Thursday, October 22, 2015

Meet the ‘Tax Extenders’

How an oddball collection of temporary tax breaks became an unkillable $85 billion ritual.

By Brian Faler,

This fall, a strange-looking package of tax breaks is likely to come before Congress. If the past is any indication, it’s going to be pushed through at the very last minute, just as lawmakers are getting ready to leave for their Christmas recess. There’s a break for Puerto Rican rum, one for NASCAR tracks and another that rewards corporate research and development spending. And one of them—this is not a typo—is an exception to an exception to an exception to a tax rule. It benefits multinational banks.

Insiders call them the “tax extenders,” a knot of handouts large and small that moves totally separate from the tax code and has become an illustration of just why the federal budget is so hard to manage—or even to understand.

This year’s batch, which the Senate wants to renew for two years, is projected to cost more than $85 billion. Though tax experts scoff at many of the provisions, they’re rubber-stamped with minimal scrutiny or debate. And though they’re considered temporary, they’re rarely allowed to die.
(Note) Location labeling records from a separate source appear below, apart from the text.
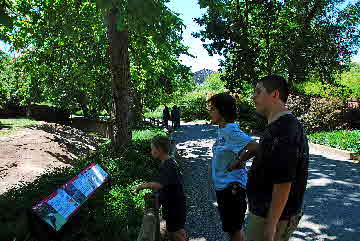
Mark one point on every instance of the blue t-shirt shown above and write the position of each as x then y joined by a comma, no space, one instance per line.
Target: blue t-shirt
230,142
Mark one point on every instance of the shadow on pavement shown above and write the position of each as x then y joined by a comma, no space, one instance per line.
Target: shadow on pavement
332,200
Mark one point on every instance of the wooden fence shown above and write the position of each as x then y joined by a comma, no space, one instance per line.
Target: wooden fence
150,228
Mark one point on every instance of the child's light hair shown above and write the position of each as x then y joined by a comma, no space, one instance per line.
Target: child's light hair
161,142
Over the years, the roster of tax extenders has grown prodigiously. The very first extender bill, the Technical and Miscellaneous Revenue Act of 1988, included eight provisions. By 1992, there were a dozen, and some lawmakers were already bemoaning the practice. “The free ride stops here,” then-House Ways and Means Committee Chairman Dan Rostenkowski (D-Ill.) declared that year. It didn’t. The number of extenders kept growing, and this year Congress is set to extend more than 50 provisions. Some have been renewed more than a dozen times.

The strange status of these tax breaks is a testament to budget gamesmanship. Lawmakers say they want at least some of the provisions to be a permanent part of the code. But Congress’ budgeting rules require lawmakers to consider the 10-year cost of any new provision—and viewed through that lens, these breaks suddenly seem too costly for many lawmakers to pass. So they approve them as one- or two-year “extenders,” slashing the apparent price tag, and they slide right through.